Rapid eye movement sleep (REMS) is naturally expressed at least in all the mammals, including humans, studied so far. It is regulated by interplay among complex neuronal circuitry in the brain involving various neurotransmitters. Although the precise function and role of REMS is yet to be deciphered, loss of REMS increases brain excitability; however, the mechanism of action was unknown. As Na-K ATPase is the key molecule that maintains ionic homeostasis across neuronal membrane and modulates the excitability status of neurons, we proposed that REMS deprivation (REMSD) could affect the neuronal Na-K ATPase activity. On the other hand, evidences suggest that REMSD would elevate noradrenaline (NA) level in the brain and it has been proposed that REMS maintains brain NA at an optimum level. Therefore, while attempting to understand and explain the mechanism of action we hypothesized that REMSD-induced elevated NA could modulate Na-K ATPase activity in the brain and thus modulates the neuronal and brain excitability.

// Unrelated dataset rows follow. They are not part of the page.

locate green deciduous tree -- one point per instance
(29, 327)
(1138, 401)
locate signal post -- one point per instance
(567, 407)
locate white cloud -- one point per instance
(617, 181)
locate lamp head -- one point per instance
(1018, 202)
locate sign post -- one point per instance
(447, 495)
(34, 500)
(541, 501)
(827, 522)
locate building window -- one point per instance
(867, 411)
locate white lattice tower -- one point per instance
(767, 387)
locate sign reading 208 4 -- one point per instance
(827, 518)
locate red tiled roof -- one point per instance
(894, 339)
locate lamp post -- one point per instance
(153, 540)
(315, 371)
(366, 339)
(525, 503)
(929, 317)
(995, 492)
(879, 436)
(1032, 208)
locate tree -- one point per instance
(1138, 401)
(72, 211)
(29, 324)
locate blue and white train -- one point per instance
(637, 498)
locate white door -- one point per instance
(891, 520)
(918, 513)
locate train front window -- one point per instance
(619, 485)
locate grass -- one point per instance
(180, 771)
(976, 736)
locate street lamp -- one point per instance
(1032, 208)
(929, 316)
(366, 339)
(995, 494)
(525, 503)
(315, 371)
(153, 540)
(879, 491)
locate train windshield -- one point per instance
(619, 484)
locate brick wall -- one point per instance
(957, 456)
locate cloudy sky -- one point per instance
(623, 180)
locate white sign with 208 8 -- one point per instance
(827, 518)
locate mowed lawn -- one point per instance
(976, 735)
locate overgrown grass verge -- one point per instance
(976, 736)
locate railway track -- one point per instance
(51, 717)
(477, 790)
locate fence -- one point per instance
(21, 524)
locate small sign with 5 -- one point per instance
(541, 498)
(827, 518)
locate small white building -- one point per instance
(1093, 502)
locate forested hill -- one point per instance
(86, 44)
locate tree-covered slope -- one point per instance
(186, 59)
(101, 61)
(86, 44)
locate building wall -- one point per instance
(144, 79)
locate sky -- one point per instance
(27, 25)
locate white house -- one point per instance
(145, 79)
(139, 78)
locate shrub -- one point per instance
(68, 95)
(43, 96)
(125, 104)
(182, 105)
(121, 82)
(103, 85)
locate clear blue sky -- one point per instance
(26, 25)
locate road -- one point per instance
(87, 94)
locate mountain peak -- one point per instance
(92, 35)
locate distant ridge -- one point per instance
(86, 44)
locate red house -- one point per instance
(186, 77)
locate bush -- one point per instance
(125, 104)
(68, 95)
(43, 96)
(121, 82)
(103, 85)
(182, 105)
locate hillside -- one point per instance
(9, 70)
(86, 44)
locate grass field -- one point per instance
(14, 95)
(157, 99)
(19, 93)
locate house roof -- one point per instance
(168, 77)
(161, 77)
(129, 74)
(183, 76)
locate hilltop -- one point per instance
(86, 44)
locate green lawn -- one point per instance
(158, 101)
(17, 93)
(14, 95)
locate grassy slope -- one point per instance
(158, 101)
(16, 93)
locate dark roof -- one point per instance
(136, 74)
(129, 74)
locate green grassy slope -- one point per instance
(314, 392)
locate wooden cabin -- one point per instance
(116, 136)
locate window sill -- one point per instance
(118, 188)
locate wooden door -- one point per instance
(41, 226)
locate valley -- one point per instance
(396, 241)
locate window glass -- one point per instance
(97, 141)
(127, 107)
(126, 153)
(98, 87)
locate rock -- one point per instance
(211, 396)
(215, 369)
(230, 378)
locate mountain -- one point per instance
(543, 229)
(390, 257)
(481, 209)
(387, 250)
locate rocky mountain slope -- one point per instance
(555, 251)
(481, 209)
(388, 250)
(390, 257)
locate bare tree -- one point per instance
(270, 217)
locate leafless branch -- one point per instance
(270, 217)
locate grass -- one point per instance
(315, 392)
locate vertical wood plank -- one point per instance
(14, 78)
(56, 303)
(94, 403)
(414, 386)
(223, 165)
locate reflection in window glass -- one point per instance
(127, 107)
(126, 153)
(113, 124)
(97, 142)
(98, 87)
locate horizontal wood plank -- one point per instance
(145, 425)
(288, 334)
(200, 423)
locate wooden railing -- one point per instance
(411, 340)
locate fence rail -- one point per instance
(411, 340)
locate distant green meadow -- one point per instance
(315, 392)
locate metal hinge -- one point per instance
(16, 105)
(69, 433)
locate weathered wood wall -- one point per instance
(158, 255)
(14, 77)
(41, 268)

In this chapter first we discuss the mechanism of increase in NA level in the brain after REMSD. Then we discuss the effect of such elevated NA on neuronal and glial Na-K ATPase activity. We observed that REMSD-induced increase in NA affected neuronal and glial Na-K ATPase activities in opposite manner, while it increased neuronal Na-K ATPase, and it decreased the same in glia. An intricate regulation of Na-K ATPase activity in neurons and glia is likely to be responsible for maintenance of ionic homeostasis in the brain during normal situation, which when disturbed including upon REMS loss patho-physiological changes and symptoms are expressed.